The dietary vitamin A intakes of elders with adequate or low liver vitamin A concentrations as estimated by use of the deuterated-retinol-dilution technique are useful for assessing vitamin A requirements.
尚未对老年人的维生素A需求进行研究。
在一项针对菲律宾农村地区60至88岁男性(n = 31)和女性(n = 31)的横断面研究中,我们评估了肝脏维生素A浓度充足(≥0.07微摩尔/克)或较低(<0.07微摩尔/克)的老年人的膳食摄入量,以估算该年龄组的维生素A需求。

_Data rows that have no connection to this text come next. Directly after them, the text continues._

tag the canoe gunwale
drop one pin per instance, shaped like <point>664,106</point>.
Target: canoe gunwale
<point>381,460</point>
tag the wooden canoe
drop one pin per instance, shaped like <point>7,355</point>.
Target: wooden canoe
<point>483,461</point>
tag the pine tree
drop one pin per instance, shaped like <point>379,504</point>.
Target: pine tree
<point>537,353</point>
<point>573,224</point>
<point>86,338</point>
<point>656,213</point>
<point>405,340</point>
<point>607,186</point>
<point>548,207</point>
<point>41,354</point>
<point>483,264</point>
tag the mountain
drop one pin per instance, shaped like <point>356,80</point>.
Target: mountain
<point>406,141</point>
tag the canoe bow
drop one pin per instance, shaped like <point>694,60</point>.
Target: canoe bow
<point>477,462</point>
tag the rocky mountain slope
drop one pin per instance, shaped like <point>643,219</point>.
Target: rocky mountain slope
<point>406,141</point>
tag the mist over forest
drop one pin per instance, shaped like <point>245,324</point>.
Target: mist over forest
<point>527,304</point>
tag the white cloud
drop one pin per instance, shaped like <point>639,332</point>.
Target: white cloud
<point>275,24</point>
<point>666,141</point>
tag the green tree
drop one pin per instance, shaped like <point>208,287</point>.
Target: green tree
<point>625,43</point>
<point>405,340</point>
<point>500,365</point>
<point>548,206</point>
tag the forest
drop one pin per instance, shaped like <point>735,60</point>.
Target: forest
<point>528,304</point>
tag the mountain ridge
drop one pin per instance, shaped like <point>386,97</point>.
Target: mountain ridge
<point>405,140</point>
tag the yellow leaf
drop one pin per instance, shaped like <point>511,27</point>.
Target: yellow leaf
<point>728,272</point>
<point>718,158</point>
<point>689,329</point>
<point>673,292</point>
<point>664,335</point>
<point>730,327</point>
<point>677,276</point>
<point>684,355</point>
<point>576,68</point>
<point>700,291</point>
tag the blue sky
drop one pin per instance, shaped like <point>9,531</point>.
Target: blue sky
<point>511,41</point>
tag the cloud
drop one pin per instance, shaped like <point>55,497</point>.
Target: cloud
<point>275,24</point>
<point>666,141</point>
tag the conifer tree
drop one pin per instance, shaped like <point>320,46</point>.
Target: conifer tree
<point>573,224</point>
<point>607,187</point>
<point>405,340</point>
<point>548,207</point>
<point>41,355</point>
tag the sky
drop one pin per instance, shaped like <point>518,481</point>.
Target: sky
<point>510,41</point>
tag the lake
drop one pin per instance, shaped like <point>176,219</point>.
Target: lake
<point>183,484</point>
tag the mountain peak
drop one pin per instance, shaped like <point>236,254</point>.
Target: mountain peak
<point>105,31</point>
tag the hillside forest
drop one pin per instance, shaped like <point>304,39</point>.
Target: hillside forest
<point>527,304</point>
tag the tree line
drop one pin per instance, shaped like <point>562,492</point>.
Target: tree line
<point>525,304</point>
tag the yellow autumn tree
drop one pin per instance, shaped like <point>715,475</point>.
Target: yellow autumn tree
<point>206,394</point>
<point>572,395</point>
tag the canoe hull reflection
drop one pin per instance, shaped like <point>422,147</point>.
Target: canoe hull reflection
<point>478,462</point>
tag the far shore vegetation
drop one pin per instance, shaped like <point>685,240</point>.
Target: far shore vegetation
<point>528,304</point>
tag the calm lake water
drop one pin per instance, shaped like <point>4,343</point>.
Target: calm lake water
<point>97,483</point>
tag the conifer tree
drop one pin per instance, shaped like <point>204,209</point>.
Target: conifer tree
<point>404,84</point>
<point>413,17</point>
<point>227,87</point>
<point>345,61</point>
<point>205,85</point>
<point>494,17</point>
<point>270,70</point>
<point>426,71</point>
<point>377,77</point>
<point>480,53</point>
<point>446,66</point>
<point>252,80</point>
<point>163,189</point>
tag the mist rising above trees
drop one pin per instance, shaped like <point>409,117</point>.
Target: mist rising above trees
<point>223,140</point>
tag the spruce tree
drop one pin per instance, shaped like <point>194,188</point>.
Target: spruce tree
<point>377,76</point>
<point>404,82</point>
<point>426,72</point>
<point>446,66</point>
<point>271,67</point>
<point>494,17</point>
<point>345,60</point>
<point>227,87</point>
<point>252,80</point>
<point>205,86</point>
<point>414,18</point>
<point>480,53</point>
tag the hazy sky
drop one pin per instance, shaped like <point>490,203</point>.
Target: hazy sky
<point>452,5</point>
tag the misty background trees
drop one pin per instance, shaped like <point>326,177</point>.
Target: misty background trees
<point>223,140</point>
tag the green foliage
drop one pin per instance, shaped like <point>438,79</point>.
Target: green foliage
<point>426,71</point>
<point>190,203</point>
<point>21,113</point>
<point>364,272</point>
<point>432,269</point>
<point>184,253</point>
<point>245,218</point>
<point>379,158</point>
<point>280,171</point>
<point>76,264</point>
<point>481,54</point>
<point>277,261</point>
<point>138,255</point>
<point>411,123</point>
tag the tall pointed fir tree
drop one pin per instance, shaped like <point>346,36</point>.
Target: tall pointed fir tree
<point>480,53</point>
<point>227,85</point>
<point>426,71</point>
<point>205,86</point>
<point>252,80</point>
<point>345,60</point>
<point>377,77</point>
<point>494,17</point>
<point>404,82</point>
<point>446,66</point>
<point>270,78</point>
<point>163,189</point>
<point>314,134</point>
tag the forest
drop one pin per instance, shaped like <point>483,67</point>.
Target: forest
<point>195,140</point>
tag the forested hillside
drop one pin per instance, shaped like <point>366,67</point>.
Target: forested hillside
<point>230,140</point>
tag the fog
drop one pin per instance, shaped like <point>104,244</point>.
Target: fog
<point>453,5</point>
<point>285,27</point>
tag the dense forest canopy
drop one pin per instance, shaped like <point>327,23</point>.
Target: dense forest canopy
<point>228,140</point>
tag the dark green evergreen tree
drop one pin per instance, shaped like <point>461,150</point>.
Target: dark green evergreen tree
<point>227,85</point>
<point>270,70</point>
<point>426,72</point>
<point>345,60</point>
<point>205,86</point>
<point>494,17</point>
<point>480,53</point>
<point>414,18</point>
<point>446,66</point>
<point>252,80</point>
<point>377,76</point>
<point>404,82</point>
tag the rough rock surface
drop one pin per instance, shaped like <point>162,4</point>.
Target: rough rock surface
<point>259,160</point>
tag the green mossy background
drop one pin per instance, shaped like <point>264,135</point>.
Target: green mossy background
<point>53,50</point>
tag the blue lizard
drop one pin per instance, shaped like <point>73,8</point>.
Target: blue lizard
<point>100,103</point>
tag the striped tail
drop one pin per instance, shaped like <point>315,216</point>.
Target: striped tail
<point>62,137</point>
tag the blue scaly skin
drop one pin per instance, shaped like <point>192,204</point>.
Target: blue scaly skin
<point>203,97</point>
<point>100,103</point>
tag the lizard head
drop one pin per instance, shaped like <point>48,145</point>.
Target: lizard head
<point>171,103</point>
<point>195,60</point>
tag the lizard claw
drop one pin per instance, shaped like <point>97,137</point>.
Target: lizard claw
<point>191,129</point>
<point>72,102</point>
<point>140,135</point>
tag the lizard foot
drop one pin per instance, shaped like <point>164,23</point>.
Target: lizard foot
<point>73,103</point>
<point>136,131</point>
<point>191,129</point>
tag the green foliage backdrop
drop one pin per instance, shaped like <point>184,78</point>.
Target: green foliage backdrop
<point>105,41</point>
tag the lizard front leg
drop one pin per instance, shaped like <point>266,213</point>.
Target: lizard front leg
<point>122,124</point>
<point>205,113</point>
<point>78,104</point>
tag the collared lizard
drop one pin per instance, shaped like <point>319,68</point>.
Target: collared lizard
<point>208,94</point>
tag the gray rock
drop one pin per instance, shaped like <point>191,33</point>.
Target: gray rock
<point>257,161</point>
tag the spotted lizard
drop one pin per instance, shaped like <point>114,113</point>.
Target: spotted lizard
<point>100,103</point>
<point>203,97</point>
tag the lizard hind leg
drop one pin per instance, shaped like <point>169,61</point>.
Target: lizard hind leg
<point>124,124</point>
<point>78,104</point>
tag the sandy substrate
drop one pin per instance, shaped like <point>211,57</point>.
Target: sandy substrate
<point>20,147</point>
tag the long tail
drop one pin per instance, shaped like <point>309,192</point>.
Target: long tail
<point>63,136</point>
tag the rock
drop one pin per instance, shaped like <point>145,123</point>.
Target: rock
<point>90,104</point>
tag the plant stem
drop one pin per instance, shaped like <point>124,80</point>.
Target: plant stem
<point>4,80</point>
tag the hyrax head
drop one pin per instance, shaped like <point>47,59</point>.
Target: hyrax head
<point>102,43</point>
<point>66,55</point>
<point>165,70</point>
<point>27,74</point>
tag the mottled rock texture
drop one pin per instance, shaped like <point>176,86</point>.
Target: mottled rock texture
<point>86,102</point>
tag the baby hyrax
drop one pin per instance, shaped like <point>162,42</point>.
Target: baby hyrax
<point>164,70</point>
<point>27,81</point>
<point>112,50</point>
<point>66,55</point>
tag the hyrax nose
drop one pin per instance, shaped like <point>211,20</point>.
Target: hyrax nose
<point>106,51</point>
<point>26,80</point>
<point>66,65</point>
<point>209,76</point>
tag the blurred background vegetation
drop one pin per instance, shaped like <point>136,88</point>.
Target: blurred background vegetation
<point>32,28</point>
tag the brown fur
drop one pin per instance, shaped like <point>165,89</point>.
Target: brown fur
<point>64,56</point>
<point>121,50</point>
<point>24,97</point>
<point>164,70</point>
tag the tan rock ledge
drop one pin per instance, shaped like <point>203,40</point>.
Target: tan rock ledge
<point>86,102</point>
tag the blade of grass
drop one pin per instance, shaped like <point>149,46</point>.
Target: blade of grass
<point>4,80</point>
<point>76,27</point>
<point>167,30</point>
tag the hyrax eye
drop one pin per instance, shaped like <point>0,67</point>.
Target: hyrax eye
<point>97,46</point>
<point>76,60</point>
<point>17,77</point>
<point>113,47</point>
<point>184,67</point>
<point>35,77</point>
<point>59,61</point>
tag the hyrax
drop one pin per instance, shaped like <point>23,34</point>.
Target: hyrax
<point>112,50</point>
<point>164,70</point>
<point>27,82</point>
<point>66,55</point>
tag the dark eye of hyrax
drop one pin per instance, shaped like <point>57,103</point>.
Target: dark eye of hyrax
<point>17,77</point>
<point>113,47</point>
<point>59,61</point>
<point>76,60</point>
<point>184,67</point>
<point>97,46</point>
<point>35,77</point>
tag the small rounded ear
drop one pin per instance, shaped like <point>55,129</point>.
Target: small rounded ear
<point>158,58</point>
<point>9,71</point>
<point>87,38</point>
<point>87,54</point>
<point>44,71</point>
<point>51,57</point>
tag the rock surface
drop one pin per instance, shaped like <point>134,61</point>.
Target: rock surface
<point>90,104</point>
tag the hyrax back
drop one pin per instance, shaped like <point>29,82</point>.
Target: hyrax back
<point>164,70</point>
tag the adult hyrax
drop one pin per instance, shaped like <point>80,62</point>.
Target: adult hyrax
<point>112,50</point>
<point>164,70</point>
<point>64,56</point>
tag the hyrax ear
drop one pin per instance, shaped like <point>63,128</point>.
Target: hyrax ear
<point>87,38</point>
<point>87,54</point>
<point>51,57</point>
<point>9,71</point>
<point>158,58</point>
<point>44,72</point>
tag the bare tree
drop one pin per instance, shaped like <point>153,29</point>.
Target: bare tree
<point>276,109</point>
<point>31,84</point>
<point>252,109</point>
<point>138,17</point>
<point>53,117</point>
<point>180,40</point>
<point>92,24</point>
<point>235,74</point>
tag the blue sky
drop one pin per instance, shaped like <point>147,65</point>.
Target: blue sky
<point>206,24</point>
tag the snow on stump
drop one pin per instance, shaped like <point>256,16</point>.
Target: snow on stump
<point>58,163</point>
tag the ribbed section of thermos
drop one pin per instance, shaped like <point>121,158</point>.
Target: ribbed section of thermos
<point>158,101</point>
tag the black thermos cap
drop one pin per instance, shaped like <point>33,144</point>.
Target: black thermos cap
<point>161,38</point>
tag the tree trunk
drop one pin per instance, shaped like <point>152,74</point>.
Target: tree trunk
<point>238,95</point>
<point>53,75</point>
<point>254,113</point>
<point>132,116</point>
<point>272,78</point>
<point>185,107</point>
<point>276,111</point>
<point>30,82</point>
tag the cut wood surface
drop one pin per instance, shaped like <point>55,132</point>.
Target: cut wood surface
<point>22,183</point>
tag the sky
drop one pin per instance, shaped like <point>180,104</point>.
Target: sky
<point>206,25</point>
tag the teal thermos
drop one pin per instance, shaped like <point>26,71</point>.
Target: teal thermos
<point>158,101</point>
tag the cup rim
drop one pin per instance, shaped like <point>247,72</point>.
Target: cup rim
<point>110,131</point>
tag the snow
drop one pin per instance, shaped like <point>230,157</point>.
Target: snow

采用氘代视黄醇稀释技术评估全身维生素A;假设肝脏重量占体重的2.4%,且在这个营养状况稍差的人群中,全身维生素A的70%存在于肝脏中,据此评估肝脏维生素A浓度;通过高效液相色谱法测定血清视黄醇;采用3次非连续的24小时膳食回顾评估膳食摄入量。肝脏维生素A浓度充足的受试者的平均维生素A摄入量加2个标准差,用于估算老年人可接受或充足的维生素A摄入量值。
肝脏维生素A充足的男性和女性的平均(±标准差)维生素A摄入量分别为135±86和134±104微克视黄醇活性当量(RAE)/天;肝脏维生素A较低的男性和女性的摄入量分别为75±53和60±27微克视黄醇活性当量/天。全身维生素A或肝脏维生素A与膳食视黄醇活性当量、预形成的维生素A、β-胡萝卜素、脂肪和蛋白质相关,但与血清视黄醇无关。与老年人肝脏维生素A浓度充足相关的估计可接受或充足的膳食维生素A摄入量为6.45微克视黄醇活性当量/千克体重;对于参考体重76千克的男性和61千克的女性,这些值分别约为500和400微克视黄醇活性当量/天。
通过氘代视黄醇稀释技术估算的肝脏维生素A浓度充足或较低的老年人的膳食维生素A摄入量,有助于评估维生素A需求。